Think 2 Comments on Legal Writing 101 687

Bryan Garner has written extensively about the law as editor-in-chief of Black’s Law Dictionary and as a collaborator with Supreme Court Justice Antonin Scalia. We’ll talk to him this hour about what it takes to write clearly about complicated subjects and about high-profile cases working their way through the courts.

  • Demetrios Christopher

    Although the guest sounded at times condescending and pretentious (even while describing others as being that way), there is something to be said about Bryan Garner’s mastery of the English language and the value of expressing oneself in an intelligent and succinct way. Krys was a very polite and forgiving host, perhaps to a fault. I wish I hadn’t been on the road during the time the show was on the air. I would have loved to ask Bryan what he thought of people who use “cadence” to imply “rhythm” or “timing” (such as when referring to “the cadence of a series of events”). Choosing the right words is so important.

  • SpikeHarris

    I really love your show and really liked this episode but I did take issue with a what your guest said about people pronouncing French words with some consideration for how a French speaker would pronounce that word.
    I believe the word in question was “homage” and your guest suggested that people sound pretentious when they pronounce the word in a way similar to how a Francophone would say it rather than completely smoothed out as a North American English speaker might say it.

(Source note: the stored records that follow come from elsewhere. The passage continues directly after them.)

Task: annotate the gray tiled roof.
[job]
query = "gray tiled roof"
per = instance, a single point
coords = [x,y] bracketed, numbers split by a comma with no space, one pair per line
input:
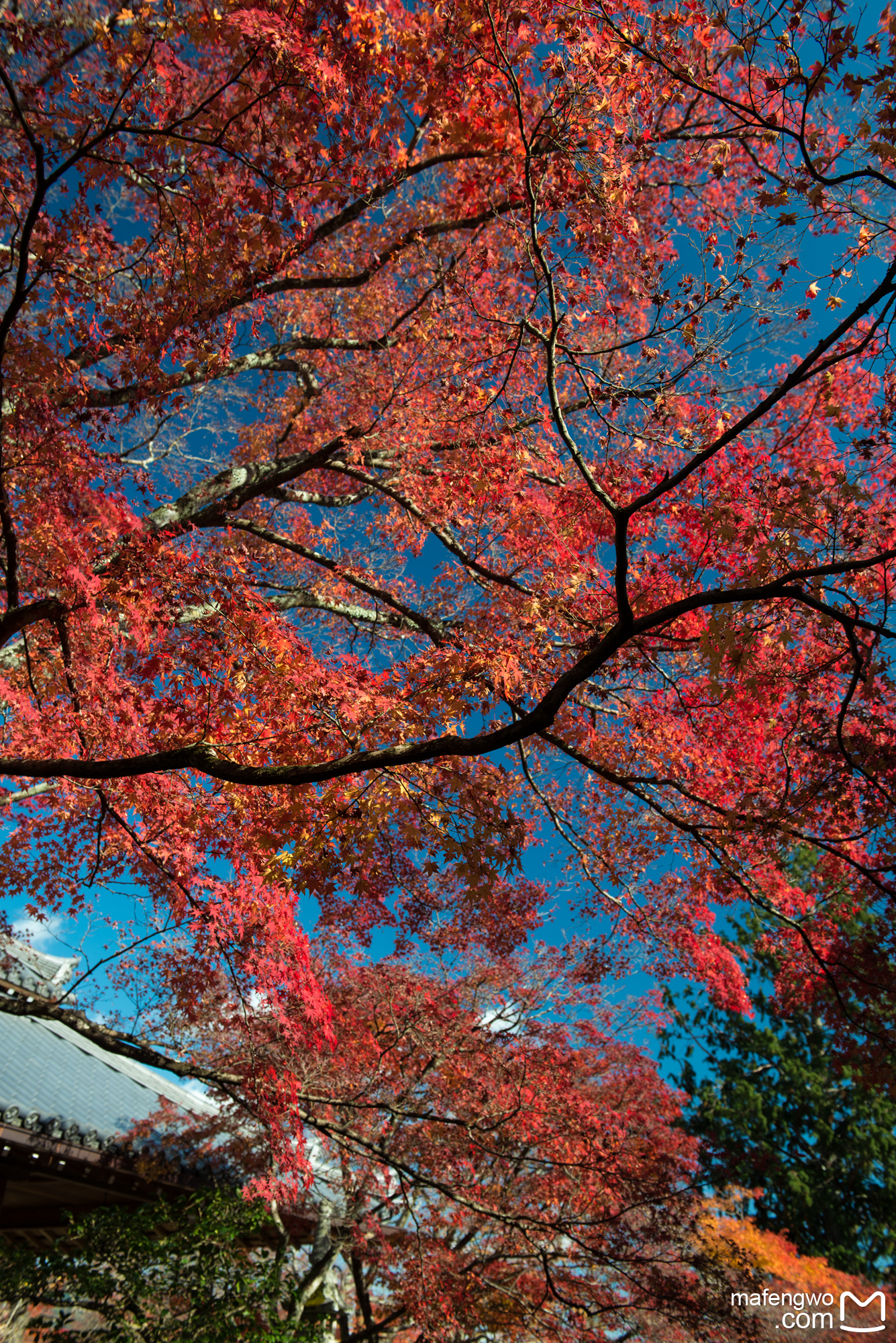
[35,972]
[51,1072]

    I have a few things to say about that.
    Firstly, in my time spent with Francophones, they have some disdain for anglophones and how we butcher their language with wild abandon. I suspect that sentiment is not confined to the French.

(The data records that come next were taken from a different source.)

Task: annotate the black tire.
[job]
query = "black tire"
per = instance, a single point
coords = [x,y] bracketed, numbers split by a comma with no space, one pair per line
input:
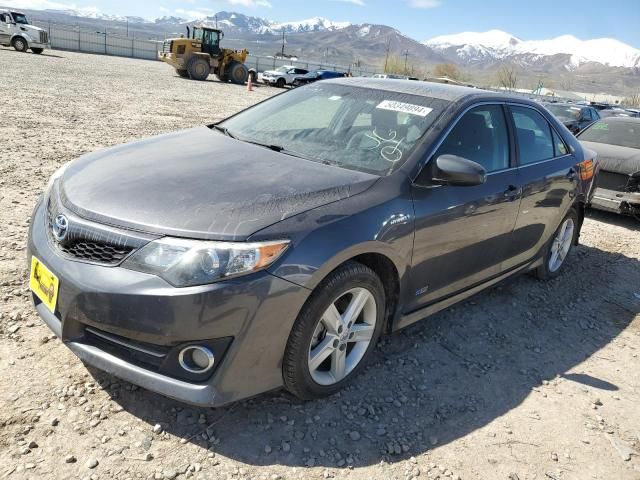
[544,271]
[20,44]
[238,73]
[295,367]
[198,68]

    But since your guest said it sounds pretentious to say “homage” with any consideration of its French roots, I find myself wondering, how would he pronounce “rendez-vous” or “cul de sac” or “crepe” or “latte”?

    What about Schadenfreude? Is that okay to speak in any way that suggests it comes from the German?

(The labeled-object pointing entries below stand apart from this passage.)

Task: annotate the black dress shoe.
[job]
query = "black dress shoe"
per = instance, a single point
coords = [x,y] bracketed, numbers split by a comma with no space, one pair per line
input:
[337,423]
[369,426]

    I do agree that some people can seem like some pretentious wank out of a Woody Allen film when they drop words for affect. But really, most of us exist in a middle ground where we are trying to pay some respect to the fact that the English language comes to us from a vast number of sources and we don’t have to always sand down the edges to make it okay.

    We build better bridges with our fellow citizens of the world when we show just an inkling of respect towards their language (and culture) and take a few seconds to adapt and learn something new, rather than paving over everything different and assuming there should be no variation or diversity.